As more than 100 police officials dig into Paddock's past, trying to find a reason for why the 64-year-old Mesquite, Nev., man would open fire at a music festival, killing 58 and wounding more than 500 others, Lombardo says they have discovered the profile of someone "disturbed and dangerous."
"What we know is that Stephen Paddock is a man who spent decades acquiring weapons and ammo and living a secret life," Lombardo said.
Paddock began bulking up on weapons a year prior to the attack, even buying a gun three days before the shooting. Police say Paddock also had explosives in his car.
"From October 2016 to September 28, 2017, he purchased 33 firearms, majority of them rifles," said ATF special agent in charge Jill Snyder.
After the shooting, authorities found 43 guns belonging to Paddock: 23 in his Mandalay Bay hotel room and 19 in his home. They also found explosives, ammo and other electronic devices in his home.
Asked if police are looking into mental health issues or whether something happened in October 2016 to compel him to begin buying weapons, Lombardo said, "Yes."
Police say an aspect further muddling the effort to find a motive is the fact that Paddock left no suicide note.

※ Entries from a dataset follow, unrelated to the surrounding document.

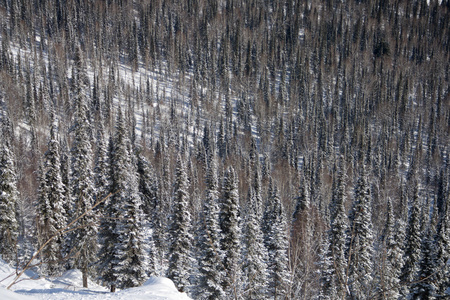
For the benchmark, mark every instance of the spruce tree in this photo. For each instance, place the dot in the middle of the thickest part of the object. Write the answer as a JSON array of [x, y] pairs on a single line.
[[180, 231], [255, 253], [83, 240], [360, 251], [334, 276], [391, 258], [412, 242], [442, 238], [231, 234], [424, 286], [210, 255], [9, 226], [276, 242], [123, 261], [148, 191], [52, 217]]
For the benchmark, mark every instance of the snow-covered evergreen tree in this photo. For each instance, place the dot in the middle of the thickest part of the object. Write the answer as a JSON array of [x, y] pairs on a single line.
[[424, 286], [334, 262], [148, 191], [83, 240], [391, 259], [52, 216], [180, 264], [442, 238], [122, 256], [277, 244], [9, 227], [231, 234], [412, 242], [210, 254], [360, 251]]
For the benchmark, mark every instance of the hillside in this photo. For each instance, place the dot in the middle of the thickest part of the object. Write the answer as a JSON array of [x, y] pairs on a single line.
[[247, 149]]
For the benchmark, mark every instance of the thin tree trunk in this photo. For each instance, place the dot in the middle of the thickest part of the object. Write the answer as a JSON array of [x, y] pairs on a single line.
[[84, 272]]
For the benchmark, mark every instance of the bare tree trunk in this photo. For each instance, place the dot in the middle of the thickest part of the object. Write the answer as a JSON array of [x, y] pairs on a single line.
[[84, 272]]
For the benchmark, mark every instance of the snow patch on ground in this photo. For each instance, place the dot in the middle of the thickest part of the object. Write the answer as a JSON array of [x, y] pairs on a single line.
[[69, 287]]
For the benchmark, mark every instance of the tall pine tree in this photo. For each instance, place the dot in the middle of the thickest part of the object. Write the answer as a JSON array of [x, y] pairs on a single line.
[[9, 227], [180, 231], [231, 234], [360, 252], [210, 255]]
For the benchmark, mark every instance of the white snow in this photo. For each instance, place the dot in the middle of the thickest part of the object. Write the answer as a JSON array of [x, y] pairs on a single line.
[[69, 286]]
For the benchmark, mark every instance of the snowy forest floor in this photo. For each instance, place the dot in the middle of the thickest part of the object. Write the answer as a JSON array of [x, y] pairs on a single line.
[[69, 286]]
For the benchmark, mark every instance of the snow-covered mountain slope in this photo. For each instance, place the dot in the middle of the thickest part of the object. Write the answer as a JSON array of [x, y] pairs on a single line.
[[69, 286]]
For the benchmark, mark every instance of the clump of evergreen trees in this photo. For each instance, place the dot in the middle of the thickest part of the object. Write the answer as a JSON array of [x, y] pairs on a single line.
[[244, 149]]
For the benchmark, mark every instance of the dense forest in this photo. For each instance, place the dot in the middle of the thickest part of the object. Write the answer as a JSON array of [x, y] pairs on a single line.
[[258, 149]]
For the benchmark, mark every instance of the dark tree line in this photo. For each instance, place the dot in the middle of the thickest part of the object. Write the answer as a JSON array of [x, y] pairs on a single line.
[[250, 149]]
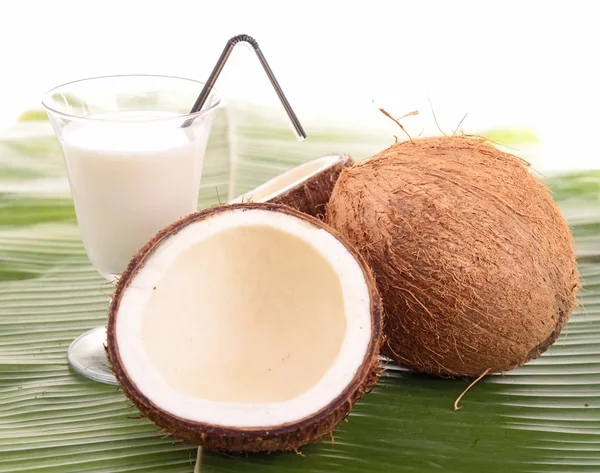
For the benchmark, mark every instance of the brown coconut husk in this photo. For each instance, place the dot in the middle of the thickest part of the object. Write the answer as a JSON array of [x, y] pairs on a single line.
[[262, 439], [473, 259]]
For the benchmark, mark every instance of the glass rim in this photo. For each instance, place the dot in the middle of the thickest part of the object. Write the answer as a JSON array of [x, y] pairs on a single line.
[[204, 111]]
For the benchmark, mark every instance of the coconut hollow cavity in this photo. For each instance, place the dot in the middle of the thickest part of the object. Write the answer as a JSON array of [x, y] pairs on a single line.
[[473, 260], [306, 188], [247, 327]]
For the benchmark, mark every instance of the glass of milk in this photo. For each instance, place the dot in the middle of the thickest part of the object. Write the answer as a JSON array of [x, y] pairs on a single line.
[[134, 159]]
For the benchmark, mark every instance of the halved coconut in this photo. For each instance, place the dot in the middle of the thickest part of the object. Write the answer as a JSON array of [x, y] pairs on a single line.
[[247, 327], [306, 187]]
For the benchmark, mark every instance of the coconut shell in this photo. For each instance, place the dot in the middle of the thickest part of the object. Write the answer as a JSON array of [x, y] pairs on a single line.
[[473, 259], [311, 196], [269, 438]]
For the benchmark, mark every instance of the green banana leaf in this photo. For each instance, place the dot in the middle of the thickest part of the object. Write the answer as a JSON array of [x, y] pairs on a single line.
[[543, 417]]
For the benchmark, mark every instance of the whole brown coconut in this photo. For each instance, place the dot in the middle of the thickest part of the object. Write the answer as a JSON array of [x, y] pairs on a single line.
[[472, 258]]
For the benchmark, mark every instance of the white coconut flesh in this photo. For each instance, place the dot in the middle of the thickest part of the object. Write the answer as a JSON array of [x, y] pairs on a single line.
[[248, 318], [289, 179]]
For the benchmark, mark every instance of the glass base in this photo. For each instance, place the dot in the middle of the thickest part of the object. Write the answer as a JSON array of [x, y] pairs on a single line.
[[88, 357]]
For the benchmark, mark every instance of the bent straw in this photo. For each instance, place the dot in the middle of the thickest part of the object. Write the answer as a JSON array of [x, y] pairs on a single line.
[[300, 133]]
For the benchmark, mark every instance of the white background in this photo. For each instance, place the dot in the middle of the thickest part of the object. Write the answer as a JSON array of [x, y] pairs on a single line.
[[532, 64]]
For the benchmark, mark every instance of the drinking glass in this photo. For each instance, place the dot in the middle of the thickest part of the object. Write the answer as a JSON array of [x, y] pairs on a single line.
[[134, 159]]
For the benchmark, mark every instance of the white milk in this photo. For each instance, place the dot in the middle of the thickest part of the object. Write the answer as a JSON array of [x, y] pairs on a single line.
[[131, 178]]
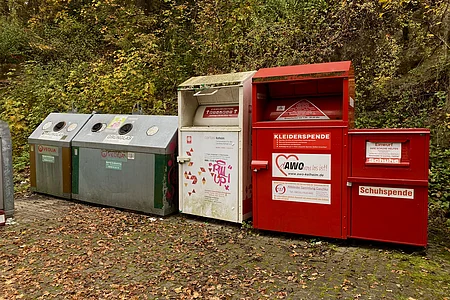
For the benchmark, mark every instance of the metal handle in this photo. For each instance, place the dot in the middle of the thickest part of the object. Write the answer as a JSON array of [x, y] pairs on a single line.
[[200, 93]]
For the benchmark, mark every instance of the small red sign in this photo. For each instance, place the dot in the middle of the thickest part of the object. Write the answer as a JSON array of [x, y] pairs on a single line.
[[221, 112], [302, 140]]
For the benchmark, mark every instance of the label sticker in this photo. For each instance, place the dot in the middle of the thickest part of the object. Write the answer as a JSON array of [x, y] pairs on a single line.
[[47, 125], [113, 155], [307, 166], [305, 140], [152, 130], [48, 150], [118, 139], [301, 192], [221, 112], [303, 110], [384, 153], [48, 159], [373, 191], [114, 165], [117, 122], [54, 136]]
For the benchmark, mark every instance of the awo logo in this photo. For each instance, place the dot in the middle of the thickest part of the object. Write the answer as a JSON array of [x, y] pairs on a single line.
[[290, 162], [311, 166], [48, 150]]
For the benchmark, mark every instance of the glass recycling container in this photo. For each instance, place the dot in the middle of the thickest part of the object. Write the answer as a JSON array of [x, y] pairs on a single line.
[[300, 121], [214, 146], [127, 161], [50, 153]]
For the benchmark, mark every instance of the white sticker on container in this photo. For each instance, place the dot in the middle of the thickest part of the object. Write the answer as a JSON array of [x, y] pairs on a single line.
[[152, 130], [306, 166], [48, 150], [48, 159], [118, 139], [56, 136], [383, 153], [301, 192]]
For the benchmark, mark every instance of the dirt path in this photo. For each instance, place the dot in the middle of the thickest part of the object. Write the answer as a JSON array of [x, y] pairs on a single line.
[[62, 249]]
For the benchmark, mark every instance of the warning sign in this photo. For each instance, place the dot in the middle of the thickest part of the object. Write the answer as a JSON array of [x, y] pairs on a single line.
[[383, 153], [221, 112], [303, 110], [306, 140]]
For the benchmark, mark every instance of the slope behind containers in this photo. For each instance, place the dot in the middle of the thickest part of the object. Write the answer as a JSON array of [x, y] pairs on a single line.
[[127, 161], [214, 146], [50, 154]]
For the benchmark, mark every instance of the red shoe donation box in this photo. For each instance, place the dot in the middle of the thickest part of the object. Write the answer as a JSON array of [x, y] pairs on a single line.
[[389, 185], [314, 175]]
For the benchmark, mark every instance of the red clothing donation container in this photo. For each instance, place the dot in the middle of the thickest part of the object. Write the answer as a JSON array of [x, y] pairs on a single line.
[[300, 121], [389, 185]]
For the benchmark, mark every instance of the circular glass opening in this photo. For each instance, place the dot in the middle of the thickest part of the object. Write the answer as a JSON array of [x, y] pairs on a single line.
[[125, 128], [47, 125], [59, 126]]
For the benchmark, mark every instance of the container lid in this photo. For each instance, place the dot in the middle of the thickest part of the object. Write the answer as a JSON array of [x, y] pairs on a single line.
[[137, 133], [300, 72], [201, 82], [58, 129]]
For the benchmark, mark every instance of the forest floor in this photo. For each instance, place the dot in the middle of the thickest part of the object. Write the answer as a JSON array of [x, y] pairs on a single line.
[[56, 248]]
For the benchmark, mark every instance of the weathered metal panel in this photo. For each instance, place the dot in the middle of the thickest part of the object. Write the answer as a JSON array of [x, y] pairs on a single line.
[[7, 188]]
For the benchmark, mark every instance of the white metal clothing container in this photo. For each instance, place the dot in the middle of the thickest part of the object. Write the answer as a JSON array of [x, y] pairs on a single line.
[[214, 118]]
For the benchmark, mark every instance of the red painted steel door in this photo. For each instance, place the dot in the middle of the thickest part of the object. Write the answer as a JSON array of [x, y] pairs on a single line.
[[389, 177], [301, 189]]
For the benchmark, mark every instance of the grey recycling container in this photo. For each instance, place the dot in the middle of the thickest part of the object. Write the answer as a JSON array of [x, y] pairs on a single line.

Lombardo also said that Paddock intended to escape and survive, but moments after shooting began, an unarmed hotel security guard showed up outside his suite. Paddock fired more than 200 rounds into the hallway, hitting the guard's leg.
"His bravery was amazing because he remained with our officers, provided them with a key pass to access the door and actually continued to help them clear rooms," Lombardo said.
Aviation fuel tanks about 500 yards away from the festival site were also hit — but not penetrated — by bullet fire, according to CBS. It's unclear if Paddock was targeting the tanks.